Work Has Gotten More Diverse. No Duh!
Have you noticed how diverse our work lives have gotten lately? Not so much at the top of organizations–we still have a long way to go there–but in terms of getting actual work done, most of us are dealing with quite a bit of diversity. Have you worked on a ‘virtual team’ with people in other countries? Does your company have global customers? Do you have to deal with other generations in your office? Is your company part of a global conglomerate?
Age, gender, religion, country, neighborhood, state, region, race. All of it contributes to the work of work. We are most comfortable with people like us. Even those of us who think of ourselves as diversity-gurus are more comfortable with people like us. Back in the caveman days when we all lived in the same cave for all of our lives, that was OK. Now it is absolutely necessary that we come out of our comfort zone and learn to work together, learn together, and yes, even enjoy each other.
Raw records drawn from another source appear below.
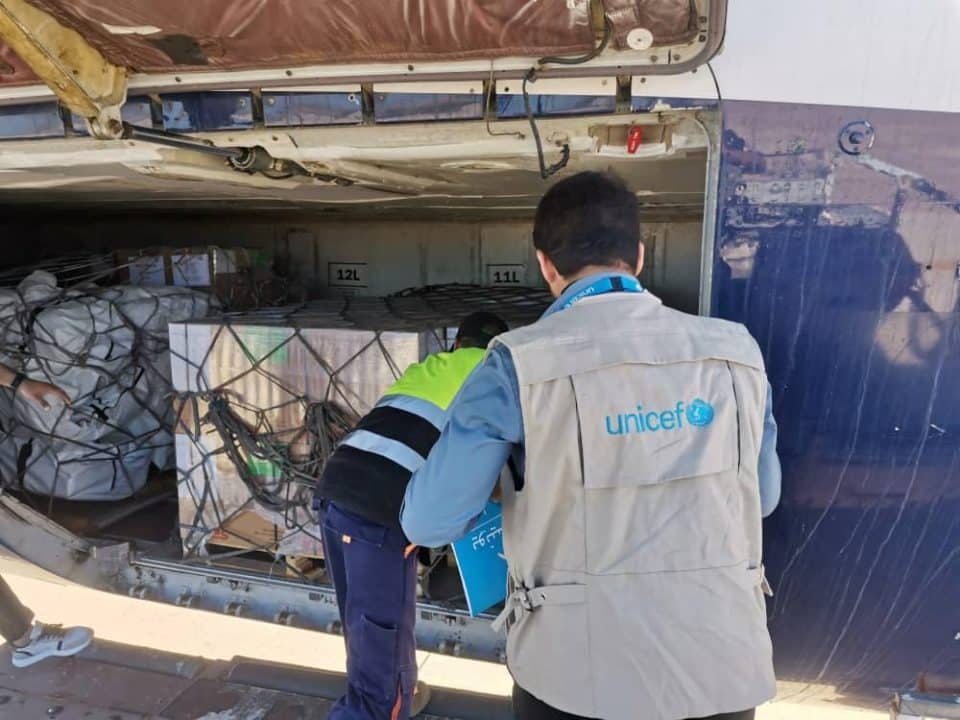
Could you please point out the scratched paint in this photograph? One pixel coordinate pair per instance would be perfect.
(845, 270)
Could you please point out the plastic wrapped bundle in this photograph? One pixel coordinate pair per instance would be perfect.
(266, 395)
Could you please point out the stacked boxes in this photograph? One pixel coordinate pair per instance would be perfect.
(272, 366)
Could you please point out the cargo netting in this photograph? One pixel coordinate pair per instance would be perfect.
(107, 348)
(244, 407)
(264, 397)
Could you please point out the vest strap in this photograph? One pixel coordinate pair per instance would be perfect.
(526, 600)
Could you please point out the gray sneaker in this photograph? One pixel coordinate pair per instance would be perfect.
(51, 641)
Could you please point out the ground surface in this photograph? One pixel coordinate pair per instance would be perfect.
(159, 661)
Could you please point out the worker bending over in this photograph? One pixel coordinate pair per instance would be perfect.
(359, 495)
(633, 535)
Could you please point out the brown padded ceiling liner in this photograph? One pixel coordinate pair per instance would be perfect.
(243, 34)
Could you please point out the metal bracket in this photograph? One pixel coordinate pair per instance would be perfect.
(83, 80)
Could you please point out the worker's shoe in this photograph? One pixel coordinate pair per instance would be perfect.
(421, 698)
(45, 641)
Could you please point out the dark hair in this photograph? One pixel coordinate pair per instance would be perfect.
(478, 329)
(588, 219)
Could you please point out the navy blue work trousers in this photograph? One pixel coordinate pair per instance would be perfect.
(377, 596)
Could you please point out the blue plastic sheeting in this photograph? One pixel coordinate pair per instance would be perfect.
(844, 268)
(36, 120)
(305, 109)
(190, 112)
(414, 107)
(135, 111)
(511, 106)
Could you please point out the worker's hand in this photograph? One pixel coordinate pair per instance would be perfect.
(37, 392)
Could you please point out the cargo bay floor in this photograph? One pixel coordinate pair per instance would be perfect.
(158, 661)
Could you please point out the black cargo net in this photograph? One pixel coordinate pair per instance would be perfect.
(107, 348)
(244, 408)
(265, 397)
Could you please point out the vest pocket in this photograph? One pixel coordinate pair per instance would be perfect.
(651, 424)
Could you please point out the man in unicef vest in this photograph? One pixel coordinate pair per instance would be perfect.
(648, 458)
(370, 561)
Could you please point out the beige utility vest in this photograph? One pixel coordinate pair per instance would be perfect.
(635, 544)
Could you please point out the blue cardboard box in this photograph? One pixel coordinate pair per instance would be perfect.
(483, 569)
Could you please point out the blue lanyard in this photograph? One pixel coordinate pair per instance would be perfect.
(616, 283)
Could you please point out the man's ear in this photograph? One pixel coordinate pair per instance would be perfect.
(547, 269)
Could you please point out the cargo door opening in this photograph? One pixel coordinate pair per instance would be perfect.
(322, 294)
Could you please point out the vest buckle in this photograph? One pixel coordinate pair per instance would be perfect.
(517, 605)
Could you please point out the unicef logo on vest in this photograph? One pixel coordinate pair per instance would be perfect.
(698, 414)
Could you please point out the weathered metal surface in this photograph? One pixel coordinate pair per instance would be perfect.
(62, 59)
(844, 267)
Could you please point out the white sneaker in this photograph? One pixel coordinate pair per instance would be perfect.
(421, 698)
(51, 641)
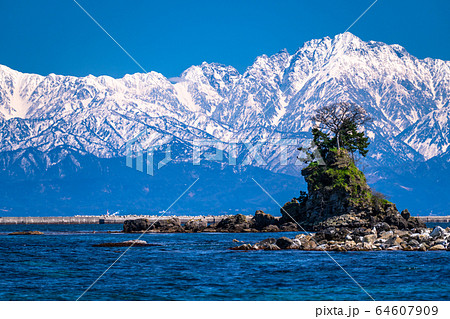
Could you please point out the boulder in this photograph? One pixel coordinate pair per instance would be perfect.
(243, 247)
(196, 224)
(127, 243)
(136, 225)
(262, 220)
(382, 226)
(369, 238)
(270, 229)
(236, 223)
(272, 247)
(437, 247)
(437, 232)
(284, 242)
(405, 214)
(265, 243)
(309, 245)
(291, 226)
(32, 232)
(171, 225)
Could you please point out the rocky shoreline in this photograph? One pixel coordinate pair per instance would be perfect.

Even when we don’t venture outside of our own groups, there are enough issues that cause problems. The things that we believe about ‘the way it should be’ come from our own thinking patterns, our values, our family input, the norms within our community, and the regional influences. When we stay within our own community, we have conflict among each other (think your extended family Thanksgiving or the last family wedding your attended). We disagree about what is right and how to decide that. We disagree about what is important, how to raise children, politics, food, neatness. You name it, we can disagree about it.
As you add more individuals, more families, more communities, it gets more and more complex. The things we care about are the same, but the ways in which we think about them are different. Different cultures have fundamentally different ways at thinking about:
- Time
- Communication (directness v. indirectness)
- Power
- Status
- Individualism v. communitarianism
- Money
- Emotional display
- Age
When you throw those complexities into the workplace, we’re all out of our comfort zone. That’s not going to change. So, we need to work to get to know each other. We need to really learn to understand these differences and appreciate them. We need to come out of the “I’m right and you’re wrong” automatic response that our brains do without our even thinking about it and adopt a more reasoned approach to appreciating the complexity of human interaction.
A Great Book That Will Help
One of the best books to help understand the differences across cultures (and oh, by the way, why you think the way you do) is Riding the Waves of Culture by Fons Trompenaars and Charles Hampden-Turner.